To Bring Shakespeare To Life, Teachers Learn To Act More Like Actors

October 21, 2016
To Bring Shakespeare To Life, Teachers Learn To Act More Like Actors

Boston's NPR News station, WBUR, has profiled the educational activities of the Actors' Shakespeare Project run by the Bok Center's Artistic Director for Applied Theater Mara Sidmore!

The actors in the Actors' Shakespeare Project (ASP) know what students think of Shakespeare. They hear it all the time when they visit schools.
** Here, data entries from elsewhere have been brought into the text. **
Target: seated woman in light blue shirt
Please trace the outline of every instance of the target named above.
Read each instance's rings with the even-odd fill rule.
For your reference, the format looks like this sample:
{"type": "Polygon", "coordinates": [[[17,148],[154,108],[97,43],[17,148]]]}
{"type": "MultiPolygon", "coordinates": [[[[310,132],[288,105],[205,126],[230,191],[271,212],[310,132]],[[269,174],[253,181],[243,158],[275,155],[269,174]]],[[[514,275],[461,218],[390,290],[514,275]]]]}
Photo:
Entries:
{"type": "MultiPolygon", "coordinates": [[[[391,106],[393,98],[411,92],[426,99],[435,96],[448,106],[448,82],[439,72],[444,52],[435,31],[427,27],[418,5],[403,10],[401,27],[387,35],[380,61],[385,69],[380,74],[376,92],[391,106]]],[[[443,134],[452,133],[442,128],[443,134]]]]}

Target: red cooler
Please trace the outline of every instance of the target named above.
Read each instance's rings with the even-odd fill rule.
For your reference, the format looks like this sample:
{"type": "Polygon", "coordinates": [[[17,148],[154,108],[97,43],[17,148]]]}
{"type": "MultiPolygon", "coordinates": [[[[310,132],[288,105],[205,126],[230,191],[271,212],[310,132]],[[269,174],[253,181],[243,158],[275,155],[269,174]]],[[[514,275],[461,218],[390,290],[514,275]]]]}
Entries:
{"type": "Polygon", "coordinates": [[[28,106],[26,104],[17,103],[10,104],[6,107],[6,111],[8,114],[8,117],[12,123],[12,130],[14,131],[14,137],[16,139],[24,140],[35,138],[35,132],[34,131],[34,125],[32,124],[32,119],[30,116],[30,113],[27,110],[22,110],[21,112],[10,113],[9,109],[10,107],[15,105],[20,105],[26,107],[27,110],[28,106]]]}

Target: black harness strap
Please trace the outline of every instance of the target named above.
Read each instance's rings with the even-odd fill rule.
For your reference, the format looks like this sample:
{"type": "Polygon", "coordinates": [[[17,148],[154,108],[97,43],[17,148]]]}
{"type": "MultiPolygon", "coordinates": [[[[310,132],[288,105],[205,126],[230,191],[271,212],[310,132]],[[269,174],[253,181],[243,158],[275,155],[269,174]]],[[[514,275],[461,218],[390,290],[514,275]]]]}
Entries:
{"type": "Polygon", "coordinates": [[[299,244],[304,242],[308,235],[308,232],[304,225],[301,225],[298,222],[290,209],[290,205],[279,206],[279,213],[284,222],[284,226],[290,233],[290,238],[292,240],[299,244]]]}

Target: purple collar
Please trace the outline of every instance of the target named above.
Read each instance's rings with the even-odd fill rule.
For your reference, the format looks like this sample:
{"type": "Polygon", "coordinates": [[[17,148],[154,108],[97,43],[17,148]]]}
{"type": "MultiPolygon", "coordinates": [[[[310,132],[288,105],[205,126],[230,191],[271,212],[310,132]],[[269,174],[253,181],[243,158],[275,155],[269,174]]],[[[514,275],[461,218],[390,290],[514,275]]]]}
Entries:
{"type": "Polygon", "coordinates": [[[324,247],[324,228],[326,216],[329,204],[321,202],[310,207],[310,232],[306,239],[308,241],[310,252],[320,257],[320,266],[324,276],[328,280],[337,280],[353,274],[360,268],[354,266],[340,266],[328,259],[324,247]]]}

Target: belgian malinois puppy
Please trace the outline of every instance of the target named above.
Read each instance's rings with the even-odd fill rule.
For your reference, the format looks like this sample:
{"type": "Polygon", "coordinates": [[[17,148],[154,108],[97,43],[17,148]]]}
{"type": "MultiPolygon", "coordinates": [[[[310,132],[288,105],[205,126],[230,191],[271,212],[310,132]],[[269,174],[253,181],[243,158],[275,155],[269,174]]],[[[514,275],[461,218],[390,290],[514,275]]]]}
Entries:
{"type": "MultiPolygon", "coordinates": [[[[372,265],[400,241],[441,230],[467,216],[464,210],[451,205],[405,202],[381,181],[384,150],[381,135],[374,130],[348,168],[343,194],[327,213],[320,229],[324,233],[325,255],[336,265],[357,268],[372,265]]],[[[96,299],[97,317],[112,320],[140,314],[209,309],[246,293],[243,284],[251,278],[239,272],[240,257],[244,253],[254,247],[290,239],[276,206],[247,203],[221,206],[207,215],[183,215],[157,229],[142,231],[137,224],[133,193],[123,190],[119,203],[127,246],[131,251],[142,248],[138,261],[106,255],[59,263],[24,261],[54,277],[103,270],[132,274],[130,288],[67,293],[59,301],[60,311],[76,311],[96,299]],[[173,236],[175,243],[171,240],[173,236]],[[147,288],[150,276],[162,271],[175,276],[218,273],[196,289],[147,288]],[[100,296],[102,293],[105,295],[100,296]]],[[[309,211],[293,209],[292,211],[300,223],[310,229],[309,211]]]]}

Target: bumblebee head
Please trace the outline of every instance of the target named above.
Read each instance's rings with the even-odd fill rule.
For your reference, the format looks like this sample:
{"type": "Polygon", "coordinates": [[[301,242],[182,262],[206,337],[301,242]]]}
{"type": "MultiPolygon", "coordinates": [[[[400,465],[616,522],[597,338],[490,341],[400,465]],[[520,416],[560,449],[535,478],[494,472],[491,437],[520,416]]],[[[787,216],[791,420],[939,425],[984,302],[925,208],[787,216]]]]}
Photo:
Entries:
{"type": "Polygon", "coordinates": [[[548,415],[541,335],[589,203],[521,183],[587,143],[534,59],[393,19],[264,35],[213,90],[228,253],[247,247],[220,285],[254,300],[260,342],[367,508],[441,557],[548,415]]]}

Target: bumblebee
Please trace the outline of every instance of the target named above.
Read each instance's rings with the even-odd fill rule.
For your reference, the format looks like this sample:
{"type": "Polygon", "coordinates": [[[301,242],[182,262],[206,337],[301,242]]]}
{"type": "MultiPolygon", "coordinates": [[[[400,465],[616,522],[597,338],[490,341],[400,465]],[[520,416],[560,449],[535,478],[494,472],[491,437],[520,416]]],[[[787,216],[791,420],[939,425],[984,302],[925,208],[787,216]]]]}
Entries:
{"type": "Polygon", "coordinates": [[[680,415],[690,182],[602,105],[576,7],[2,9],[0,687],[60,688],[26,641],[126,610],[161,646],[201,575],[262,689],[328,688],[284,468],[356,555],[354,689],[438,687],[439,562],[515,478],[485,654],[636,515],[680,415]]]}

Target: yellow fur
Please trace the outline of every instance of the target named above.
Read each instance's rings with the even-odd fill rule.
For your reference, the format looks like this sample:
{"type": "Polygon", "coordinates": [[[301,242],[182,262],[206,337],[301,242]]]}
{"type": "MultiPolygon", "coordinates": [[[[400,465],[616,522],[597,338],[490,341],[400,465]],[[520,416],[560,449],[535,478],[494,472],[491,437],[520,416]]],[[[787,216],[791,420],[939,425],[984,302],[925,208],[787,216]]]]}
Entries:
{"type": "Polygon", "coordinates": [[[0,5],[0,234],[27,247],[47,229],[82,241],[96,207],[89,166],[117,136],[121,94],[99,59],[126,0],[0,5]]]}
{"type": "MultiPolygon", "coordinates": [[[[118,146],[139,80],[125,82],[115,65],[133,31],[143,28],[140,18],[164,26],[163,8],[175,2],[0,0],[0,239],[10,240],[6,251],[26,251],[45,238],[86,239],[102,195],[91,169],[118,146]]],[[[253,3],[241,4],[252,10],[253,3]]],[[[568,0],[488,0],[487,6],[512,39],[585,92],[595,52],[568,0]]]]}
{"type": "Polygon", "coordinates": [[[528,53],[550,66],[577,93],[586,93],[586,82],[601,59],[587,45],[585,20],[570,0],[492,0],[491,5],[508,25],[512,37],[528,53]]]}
"We ask them at the beginning," says Mara Sidmore, who runs the Boston-based troupe’s education programs. “We say, ‘When I say Shakespeare, you say ... ?' And we turn it into a kind of a call-and-response thing, and we hear things like ‘Dead!’ ‘White guy!' You know. ‘Who cares!’ ”

Sidmore says kids have trouble with Shakespeare when they only read his plays.

"There is some understanding that just comes by doing, rather than analyzing or talking about," she says. "And doing is what theater artists do."

So ASP encourages teachers to have kids act—not just read.

"Once they have the text in their mouth from the perspective of a character, everything is going to make sense to them," Sidmore explains. "The faster we get them into the scenes, the more they suddenly say, ‘Oh, OK, that's why so-and-so's fighting with so-and-so.’ "

Sidmore and other members of the troupe work with teachers in an annual week-long workshop. There, about 20 teachers at a time learn acting, vocal and dance techniques. They also explore ways to connect these artistic approaches to the curriculum standards they’re expected to meet.